Como nosso objetivo neste trabalho não é realizar uma discussão mais abrangente

sobre o que são ou não gameartes, nos dedicamos apenas a abordar o termo e algumas de suas

produções para destacar o quanto os videogames não se encontram apenas na esfera do

mercado e da indústria. Por isso a questão da gamearte é abordada de maneira ilustrativa e

sucinta.

No nosso último e decisivo capítulo – Cidades em Games –, exploramos em dois

subcapítulos os desdobramentos da disciplina do urbanismo nos videogames e vice-versa,

destacando influências teóricas e possibilidades de aplicações em ambas as áreas. O item 3.1,

intitulado O que os games podem fazer pelo urbanismo, destaca a importância de se voltar

para a tecnologia gamer com o fim de se realizar experiências diversas a partir da

virtualização de modelos de mundo, simulações e outros processos, tomando como mote

teórico e crítico a endoestética.

No item 3.2, intitulado A imagem da cidade em Grand Theft Auto IV, procuramos

realizar numa espécie de estudo de exemplo (já que a dimensão de abordagem não atinge o

âmbito de um estudo de caso propriamente dito), propondo uma análise dos espaços urbanos

da cidade virtual de Liberty City segundo os elementos da forma da cidade tais como foram

apresentados por Kevin Lynch, destacando a eficácia das paisagens urbanísticas em

videogames como simuladores de processos de visualização de modelos urbanos.

22

Capítulo I – A cidade e o espaço de jogo: da projeção em

perspectiva ao espaço 3D.

Um dos elementos mais importantes para uma abordagem sobre espaços urbanos em

videogames é o que chamamos de espaço de jogo1, pois é nele que se desenrolam todos os

processos de visualização e ação dos interatores, que agem no ambiente de jogo através de

avatares e interfaces homem-máquina (consoles ou computador). O espaço de jogo não

apenas possibilita a imersão e interação com o ambiente modelado, mas também oferece uma

complexidade de manifestações que se desdobram em diversos campos de análise e prática

criativa.

Como o espaço de jogo é fruto do desenvolvimento das tecnologias digitais

compreendemos que, no caso de sua manifestação tridimensional, ele não pode ser

compreendido sem nos voltarmos para o surgimento de algumas técnicas de representação

que possibilitaram uma evolução do desenho bidimensional (2D) para o desenho

tridimensional (3D) a partir de determinado momento da história da arte. Consideramos

principalmente esse fato dentro do contexto da representação de cidades ao longo da história,

principalmente considerando as primeiras manifestações gráficas de espaços urbanos da

antiguidade. Compreender essa rota, esses processos, é fundamental para um entendimento

acerca da própria mídia e da forma como a cidade foi digitalizada e simulada na

contemporaneidade.

1 Espaço de jogo é uma tradução direta para o termo em inglês gamespace. O termo é usado por grande parte dos autores que tratam dos videogames para descrever o espaço digital onde jogo, narrativa e códigos se desenrolam. No item 2.1.2 do presente trabalho abordaremos de forma mais profunda as origens e significado do termo.

23

1.1. As cidades nos primórdios da representação tridimensional.

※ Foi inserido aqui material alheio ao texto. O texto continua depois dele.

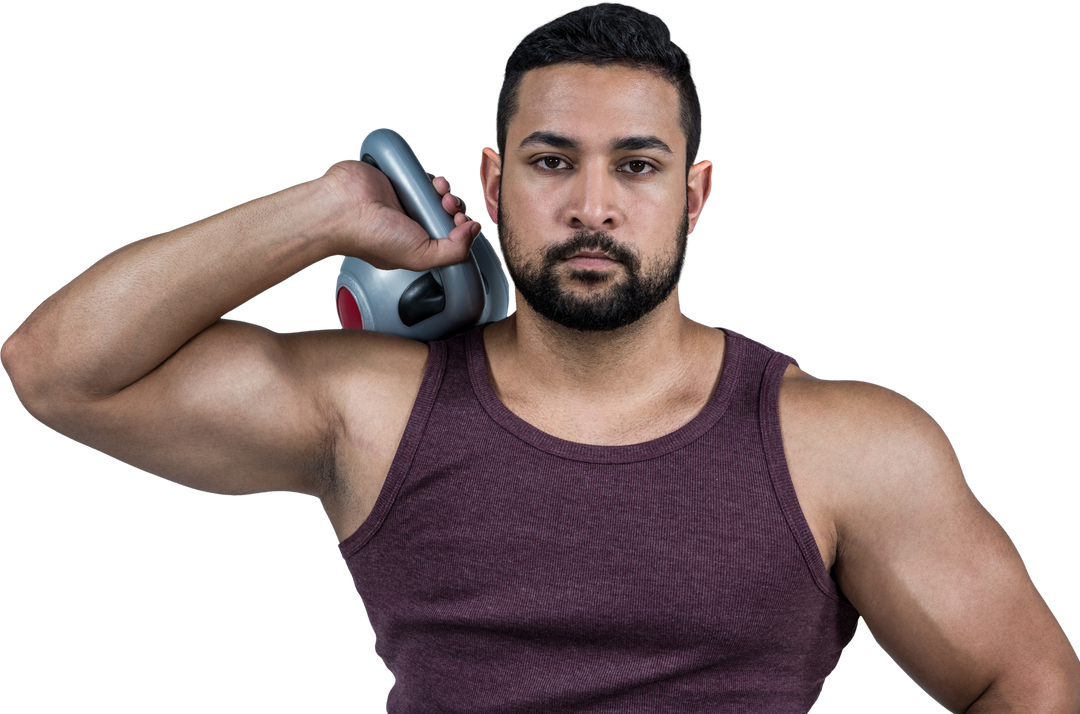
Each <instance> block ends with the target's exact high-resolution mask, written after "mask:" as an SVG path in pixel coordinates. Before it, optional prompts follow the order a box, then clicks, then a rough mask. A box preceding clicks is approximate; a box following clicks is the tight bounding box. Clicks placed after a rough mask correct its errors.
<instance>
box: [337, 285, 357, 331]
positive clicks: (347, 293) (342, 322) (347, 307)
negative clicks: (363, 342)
mask: <svg viewBox="0 0 1080 714" xmlns="http://www.w3.org/2000/svg"><path fill="white" fill-rule="evenodd" d="M337 308H338V318H339V319H340V320H341V326H342V327H345V328H346V329H363V328H364V319H363V318H362V316H361V314H360V306H359V305H356V298H355V297H353V296H352V293H350V292H349V288H348V287H346V286H345V285H342V286H341V287H339V288H338V300H337Z"/></svg>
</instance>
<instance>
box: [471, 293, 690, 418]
mask: <svg viewBox="0 0 1080 714" xmlns="http://www.w3.org/2000/svg"><path fill="white" fill-rule="evenodd" d="M679 293H680V291H676V293H674V294H673V295H672V298H671V299H669V300H666V301H665V302H664V304H663V305H661V306H660V307H659V308H657V309H656V310H653V311H652V312H651V313H649V314H648V315H646V316H645V318H643V319H642V320H639V321H637V322H636V323H634V324H632V325H627V326H626V327H623V328H620V329H617V331H612V332H603V333H582V332H579V331H573V329H568V328H566V327H563V326H562V325H557V324H554V323H552V322H551V321H549V320H546V319H544V318H542V316H540V315H538V314H537V313H535V312H532V311H531V310H530V309H529V308H528V306H527V305H522V302H521V301H518V305H517V307H516V308H515V310H514V311H513V312H512V313H511V314H510V316H509V318H507V319H505V320H502V321H500V322H498V323H496V324H492V325H489V326H488V327H487V328H486V329H485V332H484V346H485V350H486V351H487V356H488V366H489V371H490V375H491V377H492V387H495V389H496V392H497V393H500V392H501V393H500V396H509V398H512V399H513V400H515V401H518V402H528V403H540V404H557V405H563V406H572V405H581V406H582V408H596V407H610V408H611V409H616V410H617V409H619V408H620V407H630V406H634V405H637V404H643V403H646V402H650V401H653V402H654V401H658V400H663V399H664V396H665V395H666V394H667V393H670V392H671V391H672V389H673V388H674V389H680V388H683V387H684V386H685V385H686V383H687V382H688V380H692V378H693V375H692V371H693V367H694V365H696V364H697V363H698V361H699V358H700V347H701V339H702V333H703V327H704V325H703V323H700V322H698V321H696V320H693V319H692V318H690V316H689V315H687V314H685V313H684V312H683V307H681V300H680V299H679V298H680V296H679ZM701 377H704V375H701Z"/></svg>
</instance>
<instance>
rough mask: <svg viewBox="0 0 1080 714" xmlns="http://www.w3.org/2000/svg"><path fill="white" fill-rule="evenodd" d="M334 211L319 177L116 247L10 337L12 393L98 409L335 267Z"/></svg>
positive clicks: (33, 315) (33, 314)
mask: <svg viewBox="0 0 1080 714" xmlns="http://www.w3.org/2000/svg"><path fill="white" fill-rule="evenodd" d="M328 200H329V194H328V191H326V187H325V184H324V179H323V177H316V178H313V179H308V180H306V181H299V183H297V184H293V185H289V186H287V187H285V188H283V189H280V190H278V191H274V192H271V193H267V194H261V196H258V197H256V198H254V199H251V200H248V201H245V202H243V203H240V204H237V205H233V206H231V207H230V208H228V210H225V211H219V212H217V213H215V214H211V215H210V216H205V217H203V218H200V219H198V220H194V221H191V223H188V224H185V225H183V226H180V227H178V228H176V229H173V230H168V231H165V232H162V233H158V234H152V235H148V237H144V238H141V239H138V240H135V241H131V242H129V243H124V244H123V245H120V246H118V247H117V248H114V250H112V251H111V252H109V253H108V254H106V255H105V256H103V257H102V258H98V259H97V260H96V261H94V262H92V264H91V265H90V266H87V267H86V268H85V269H84V270H83V271H82V272H81V273H79V274H78V275H77V277H76V278H73V279H72V280H70V281H69V282H68V283H66V284H65V285H64V286H63V287H60V288H59V289H58V291H56V292H55V293H54V294H53V295H52V296H50V297H49V298H48V299H45V300H44V301H42V302H41V304H40V305H38V306H37V307H36V308H35V309H33V310H32V311H31V312H30V314H29V315H28V316H27V318H26V320H25V321H24V322H23V323H22V324H21V325H19V326H18V328H17V329H15V331H14V332H13V333H12V335H11V336H10V337H9V342H12V347H13V349H11V350H8V349H5V350H4V355H3V361H4V366H5V368H8V367H10V366H11V365H10V364H9V356H15V355H17V356H16V360H17V363H18V364H17V368H16V369H15V372H14V373H13V372H11V371H9V376H10V378H11V379H12V385H13V387H14V388H15V389H16V390H23V391H24V392H26V394H22V395H21V398H22V399H24V401H25V400H26V399H27V398H28V396H30V395H31V393H32V395H33V396H36V398H43V399H48V398H50V396H54V395H63V398H64V399H72V398H75V399H78V398H91V399H92V398H97V396H106V395H108V394H112V393H116V392H117V391H119V390H121V389H123V388H124V387H126V386H129V385H131V383H133V382H135V381H137V380H138V379H140V378H141V377H143V376H145V375H146V374H148V373H149V372H151V371H152V369H153V368H154V367H157V366H158V365H159V364H161V363H162V362H164V361H165V360H166V359H168V356H170V355H172V354H173V353H174V352H175V351H176V350H178V349H179V348H180V347H183V346H184V343H185V342H187V341H188V340H189V339H191V338H192V337H194V336H195V335H198V334H199V333H200V332H202V331H203V329H205V328H206V327H208V326H211V325H212V324H214V323H215V322H216V321H217V320H219V319H220V318H221V316H224V315H226V314H229V313H231V312H233V311H235V310H237V309H238V308H240V307H243V306H244V305H246V304H247V302H249V301H251V300H253V299H255V298H256V297H258V296H260V295H262V294H264V293H266V292H268V291H270V289H273V288H274V287H276V286H278V285H281V284H282V283H283V282H285V281H287V280H289V279H292V278H294V277H296V275H297V274H299V273H300V272H302V271H305V270H307V269H309V268H311V267H312V266H314V265H315V264H318V262H320V261H322V260H325V259H327V258H330V257H335V254H334V246H333V245H332V244H330V241H329V239H328V238H326V235H327V225H326V218H325V216H326V215H327V211H326V206H325V204H324V202H325V201H328ZM15 342H17V345H15ZM6 347H8V346H6V345H5V348H6ZM16 373H17V374H16ZM16 381H18V383H16Z"/></svg>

“A rigor, uma vez que o espaço se distingue da dimensionalidade indefinida por sua proporcionalidade geométrica, não há espaço que não seja geométrico, perspéctico, arquitetônico. Não se chega à idéia de

cidade partindo da idéia de espaço; ao contrário, sem a idéia de cidade não pode haver uma idéia da cidade.”

Giulio Carlo Argan, História da arte como história da cidade.

Imaginar a cidade e visualizá-la mentalmente, a partir de uma descrição, não é algo

fácil de compartilhar. Os processos imagéticos mentais, sejam de que natureza for, são

pessoais, subjetivos e hermeticamente fechados no universo imaginário de cada um. Para

compartilhar uma idéia de cidade, de uma estrutura, de uma forma, é preciso representá-la.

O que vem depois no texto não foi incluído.